Furthermore, there is a lot of development in new ways to assess serotonin in different tissues and with new techniques, such as real-time continuous monitoring (Si and Song, 2018Su et al., 2020). This might enable researchers to assess the level of different neurotransmitters more easily in the future and replicate the possible involvement of serotonin in complex traits like well-being.

4.2. Hormones

The association of different hormones with well-being has been investigated more often compared to the neurotransmitter research, as hormones are currently easier to assess via, for example, saliva samples. Of the 48 hormone studies, 39 studies included one or more measures of cortisol. The meta-analysis on the association between the level of momentary cortisol and well-being resulted in a small negative effect, r=-.06, indicating that lower cortisol levels are related to higher levels of well-being. In addition, although a meta-analysis could not be performed, another relatively consistent finding was the association of a faster decrease of cortisol levels over the day (i.e., steeper slope) with higher well-being. The results of the relation between the cortisol awakening response and total cortisol secretion and well-being were less consistent. However, as reported by Smyth et al. (2015), the timing of cortisol sampling is important. In their study, only when the participants strictly adhered to the sampling protocol, lower cortisol awakening response was associated with higher well-being. Furthermore, as indicated by Booij et al. (2016), large individual differences in the relation between different measures of cortisol and well-being were present in their sample. This makes it difficult, if not impossible, to find consistent associations when averaging the relation within a large sample. In an earlier review, the inconsistency of findings regarding hormones and positive affects is also suggested to be due to the variability in samples, age, measures of well-being and timing (Dockray and Steptoe, 2010). Furthermore, as cortisol is “the stress hormone” and there is a clear negative association between stress and well-being (e.g., Schiffrin et al., 2009), stress might mediate the relation between diurnal cortisol and well-being and controlling for stress is needed in future studies.

Cortisol can be sampled in saliva, urine, or hair and the levels in the different samples reflect different processes. Whereas salivary and urinary cortisol reflect the real-time levels of cortisol, hair cortisol reflects the cortisol exposure over longer periods of time and is related to chronic stress (Russell et al., 2012). Cortisol measured in cortisol and urine versus hair is therefore not directly comparable. We identified two studies using a hair sample of cortisol and only one (Smyth et al., 2016) reported a small negative association with well-being in elderly participants. Research in larger samples is needed to examine the relation of hair cortisol (i.e., long-term cortisol exposure) and well-being.

To summarize, most measures of cortisol were not consistently related to well-being and individual differences could play a large role in the association. However, the small associations between momentary levels of cortisol and the slope of the cortisol decrease over the day and well-being were consistent. This effect was not different for hedonic and eudaimonic well-being. In future research, researchers need to be stricter on the timing of the cortisol sample and avoid variability, e.g., by using tube caps with time recording and strict instructions to the participants. In addition, focusing on the individual patterns instead of the average cortisol response or level across individuals is necessary to understand the relation between cortisol and well-being in more detail.

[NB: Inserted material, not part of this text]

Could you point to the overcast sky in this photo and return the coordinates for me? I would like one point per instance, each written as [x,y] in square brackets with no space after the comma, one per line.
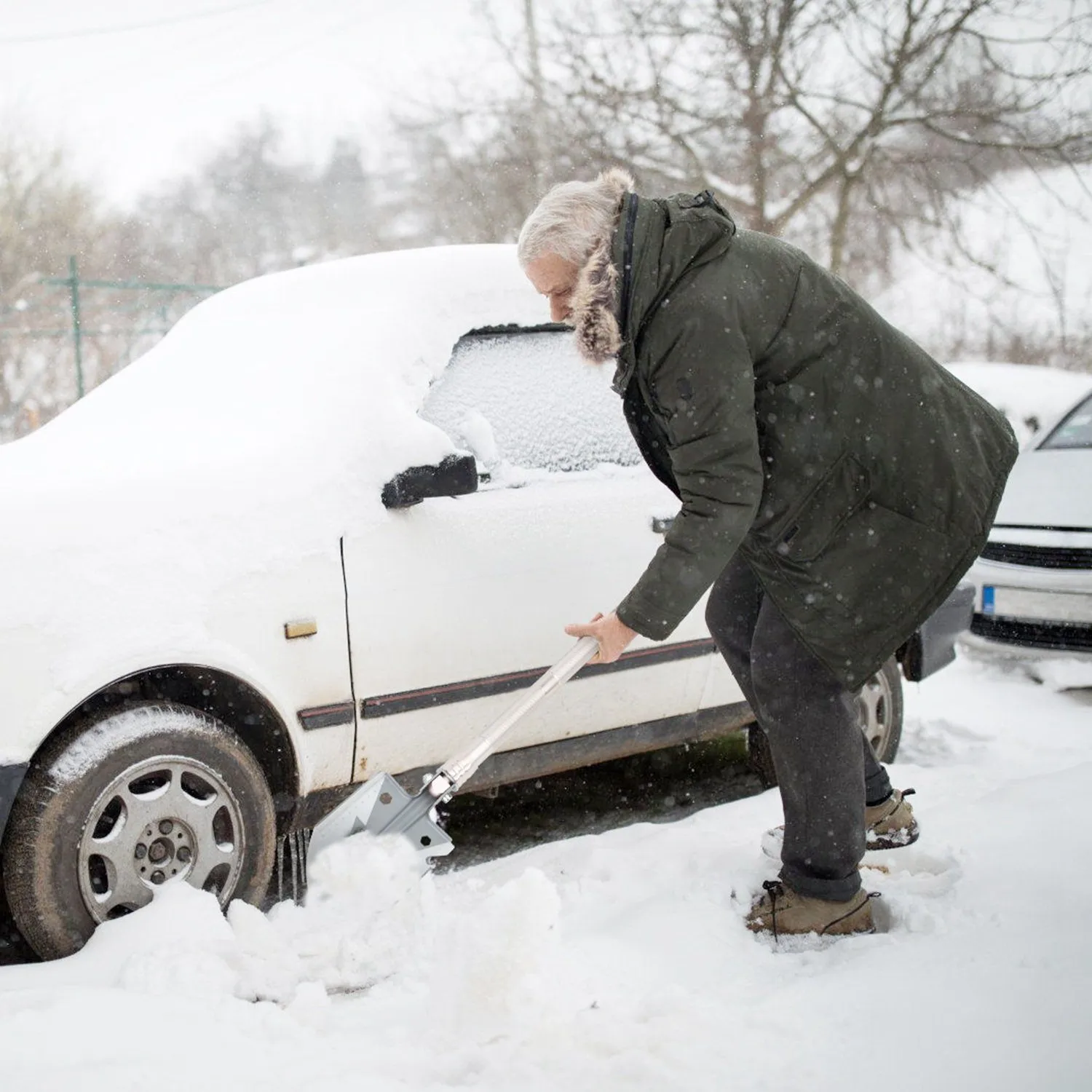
[140,90]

The association of other hormones with well-being were investigated in only a few studies and most of these studies did not report a (consistent) significant association, limiting the ability to draw conclusions. DHEA-S and testosterone were not related to different measures of well-being in respectively 5 of the 6 studies and 3 of the 4 studies. This might reflect a power issue, as most sample sizes of the discussed studies are small (n<100) or the absence of a detectable association between the levels of these hormones and well-being. More promising is the positive relation between vitamin-D in the blood and well-being. However, since this is based on only two studies, more research is needed to confirm this association.

Whereas oxytocin has mainly been investigated in relation to positive social behaviour, oxytocin is also suggested to play a role in different behaviors and traits related to well-being, such as emotional processing, trust and depressive behaviors (IsHak et al., 2011). However, surprisingly, the direct relation between oxytocin and well-being has only been investigated in a single study (Barraza et al., 2013). In a small sample (noxytocin=21) of older adults (Mage=80) no association could be reported. Future direct and powerful studies should shed more light on the hypothesized association between well-being and oxytocin.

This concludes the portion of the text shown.